Hot off a busy debate circuit, Capuano met with The Salem News editorial board yesterday morning to outline his positions on everything from the economy to the bailout and the war in Afghanistan.
"People want people who understand their life," the Somerville native said.
One of four Democrats vying for Sen. Ted Kennedy's seat, Capuano faces front-runner state Attorney General Martha Coakley, City Year founder Alan Khazei and businessman Steve Pagliuca.
Capuano has less than a week to win over voters for the Dec. 8 primary.
Short on specifics for the North Shore, the congressman said he would instead rely on local city and town leaders to tell him their needs. A former mayor, he said he understands tough decisions like layoffs and cuts.
"I don't tell local people how to run their world," he said. "My job is to try to balance everybody's needs across the state."
Capuano stressed that he does have a lot of friends in the area, including Proposition 21รขÑ2 maven Barbara Anderson. The head of Citizens for Limited Taxation said in this paper that Capuano would get her vote on Dec. 8, although she didn't plan to cast in his favor for the general election.

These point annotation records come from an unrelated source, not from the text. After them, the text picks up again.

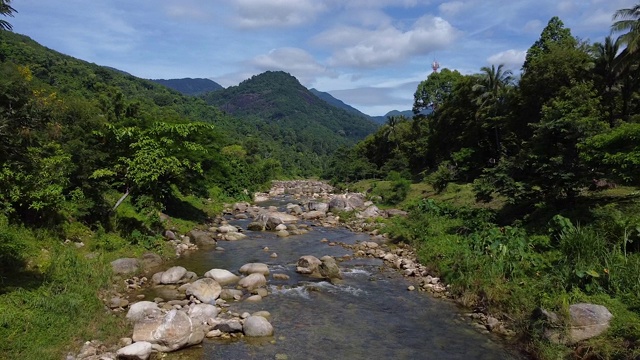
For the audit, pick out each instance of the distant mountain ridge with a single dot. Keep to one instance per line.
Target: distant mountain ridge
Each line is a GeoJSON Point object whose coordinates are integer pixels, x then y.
{"type": "Point", "coordinates": [276, 103]}
{"type": "Point", "coordinates": [338, 103]}
{"type": "Point", "coordinates": [189, 86]}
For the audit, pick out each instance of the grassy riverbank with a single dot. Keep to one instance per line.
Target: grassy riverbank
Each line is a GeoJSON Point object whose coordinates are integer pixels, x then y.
{"type": "Point", "coordinates": [51, 292]}
{"type": "Point", "coordinates": [507, 260]}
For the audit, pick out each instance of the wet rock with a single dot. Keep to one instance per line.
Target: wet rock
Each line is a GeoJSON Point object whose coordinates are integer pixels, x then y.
{"type": "Point", "coordinates": [329, 269]}
{"type": "Point", "coordinates": [173, 275]}
{"type": "Point", "coordinates": [141, 310]}
{"type": "Point", "coordinates": [585, 321]}
{"type": "Point", "coordinates": [280, 277]}
{"type": "Point", "coordinates": [314, 215]}
{"type": "Point", "coordinates": [253, 281]}
{"type": "Point", "coordinates": [308, 265]}
{"type": "Point", "coordinates": [201, 238]}
{"type": "Point", "coordinates": [151, 261]}
{"type": "Point", "coordinates": [117, 302]}
{"type": "Point", "coordinates": [227, 229]}
{"type": "Point", "coordinates": [256, 226]}
{"type": "Point", "coordinates": [251, 268]}
{"type": "Point", "coordinates": [169, 235]}
{"type": "Point", "coordinates": [229, 326]}
{"type": "Point", "coordinates": [283, 233]}
{"type": "Point", "coordinates": [257, 326]}
{"type": "Point", "coordinates": [253, 298]}
{"type": "Point", "coordinates": [206, 290]}
{"type": "Point", "coordinates": [231, 294]}
{"type": "Point", "coordinates": [125, 266]}
{"type": "Point", "coordinates": [234, 236]}
{"type": "Point", "coordinates": [222, 276]}
{"type": "Point", "coordinates": [203, 312]}
{"type": "Point", "coordinates": [136, 351]}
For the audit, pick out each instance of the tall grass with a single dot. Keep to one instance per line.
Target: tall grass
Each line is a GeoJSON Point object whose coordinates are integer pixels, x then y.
{"type": "Point", "coordinates": [51, 302]}
{"type": "Point", "coordinates": [509, 271]}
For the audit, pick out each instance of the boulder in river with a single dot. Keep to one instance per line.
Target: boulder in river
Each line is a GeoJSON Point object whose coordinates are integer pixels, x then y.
{"type": "Point", "coordinates": [253, 281]}
{"type": "Point", "coordinates": [125, 266]}
{"type": "Point", "coordinates": [140, 351]}
{"type": "Point", "coordinates": [251, 268]}
{"type": "Point", "coordinates": [585, 321]}
{"type": "Point", "coordinates": [142, 309]}
{"type": "Point", "coordinates": [222, 276]}
{"type": "Point", "coordinates": [329, 268]}
{"type": "Point", "coordinates": [257, 326]}
{"type": "Point", "coordinates": [201, 238]}
{"type": "Point", "coordinates": [173, 275]}
{"type": "Point", "coordinates": [309, 265]}
{"type": "Point", "coordinates": [206, 290]}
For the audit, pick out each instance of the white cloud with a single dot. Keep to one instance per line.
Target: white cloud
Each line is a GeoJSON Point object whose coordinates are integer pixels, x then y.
{"type": "Point", "coordinates": [295, 61]}
{"type": "Point", "coordinates": [451, 8]}
{"type": "Point", "coordinates": [358, 47]}
{"type": "Point", "coordinates": [512, 59]}
{"type": "Point", "coordinates": [276, 13]}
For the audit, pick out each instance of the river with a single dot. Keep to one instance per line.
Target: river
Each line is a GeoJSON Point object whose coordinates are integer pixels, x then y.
{"type": "Point", "coordinates": [370, 315]}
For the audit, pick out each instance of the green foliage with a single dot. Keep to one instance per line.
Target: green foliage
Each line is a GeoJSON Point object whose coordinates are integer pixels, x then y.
{"type": "Point", "coordinates": [440, 178]}
{"type": "Point", "coordinates": [615, 152]}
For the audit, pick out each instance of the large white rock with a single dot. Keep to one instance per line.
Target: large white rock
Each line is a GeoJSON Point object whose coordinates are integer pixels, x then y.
{"type": "Point", "coordinates": [309, 265]}
{"type": "Point", "coordinates": [203, 312]}
{"type": "Point", "coordinates": [206, 290]}
{"type": "Point", "coordinates": [176, 331]}
{"type": "Point", "coordinates": [173, 275]}
{"type": "Point", "coordinates": [253, 281]}
{"type": "Point", "coordinates": [136, 351]}
{"type": "Point", "coordinates": [257, 326]}
{"type": "Point", "coordinates": [222, 276]}
{"type": "Point", "coordinates": [142, 309]}
{"type": "Point", "coordinates": [252, 268]}
{"type": "Point", "coordinates": [234, 236]}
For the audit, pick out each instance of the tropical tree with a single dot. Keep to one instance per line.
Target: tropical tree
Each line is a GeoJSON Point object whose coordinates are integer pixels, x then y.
{"type": "Point", "coordinates": [6, 10]}
{"type": "Point", "coordinates": [433, 91]}
{"type": "Point", "coordinates": [628, 22]}
{"type": "Point", "coordinates": [607, 68]}
{"type": "Point", "coordinates": [492, 88]}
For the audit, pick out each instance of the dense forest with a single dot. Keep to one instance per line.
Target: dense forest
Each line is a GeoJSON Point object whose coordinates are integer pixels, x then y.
{"type": "Point", "coordinates": [522, 189]}
{"type": "Point", "coordinates": [527, 185]}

As he's campaigned across the state, Capuano said, he has fielded many questions on health care and understands people's concerns about its impact on their lives.
"People want us to do something," he said. "It's a big, huge thing we're doing."
Capuano, who described himself as a social liberal and fiscal conservative, said he takes an approach that tempers the need for universal health care against its cost.
While voters have expressed concern about a federal health care bill's impact on Medicare, the candidate said he didn't believe it would affect the senior benefit.
"My mother's on Medicare," he said. "Do you really think I'm going to hurt my mother?"
Against troop surge
This week, President Obama announced he will send 30,000 more troops to the Afghanistan country, a decision that disappointed Capuano.
"He didn't shed any new light on it," he said of the president. "It sounded like I was listening to George Bush."
Capuano said he doesn't think the United States should be in Afghanistan to protect a corrupt government. For him, the cost of the war is not the issue.
"If it's a good war, cost is not a problem," he said. "If it's a bad war, it doesn't matter if it's free."
On jobs, the Democrat preferred to use existing federal programs to get people back to work.
"I'm the only candidate who's actually done any of these things," Capuano said. "The others all have plans."
Construction projects like bridge repairs and planned public transportation expansion are his preferred channel. He acknowledged his pay-now-plan-later approach is imperfect, but he believes it will create jobs more swiftly than some of his opponents' plans.
"I need people to work now," he said. "Right now, job No. 1 is creating jobs."
Taking aim at the competition, Capuano said companies are unlikely to consider federal tax credits for hiring if they didn't have the business to support new employees. Besides, tax cuts don't create jobs, he said.
When it came to the economy, Capuano called for additional regulation of the financial industry and federal stimulus dollars to get business moving and jobs created.
"The administration, in my opinion, hasn't been as quick as it should have been," he said.
The candidate said federal regulators had failed to enforce existing rules, and had they been enforced properly or even at all, the nation's financial crisis might have been mitigated.
Capuano said he wished he had more time to campaign. By this weekend, he will have held his 70th "Open Mike," as he calls them.
The congressman estimated that by the end of the race Tuesday, his campaign would spend roughly $3.5 million and still lag well behind most of the other candidates.
"I'm not worried about being the least funded," he said.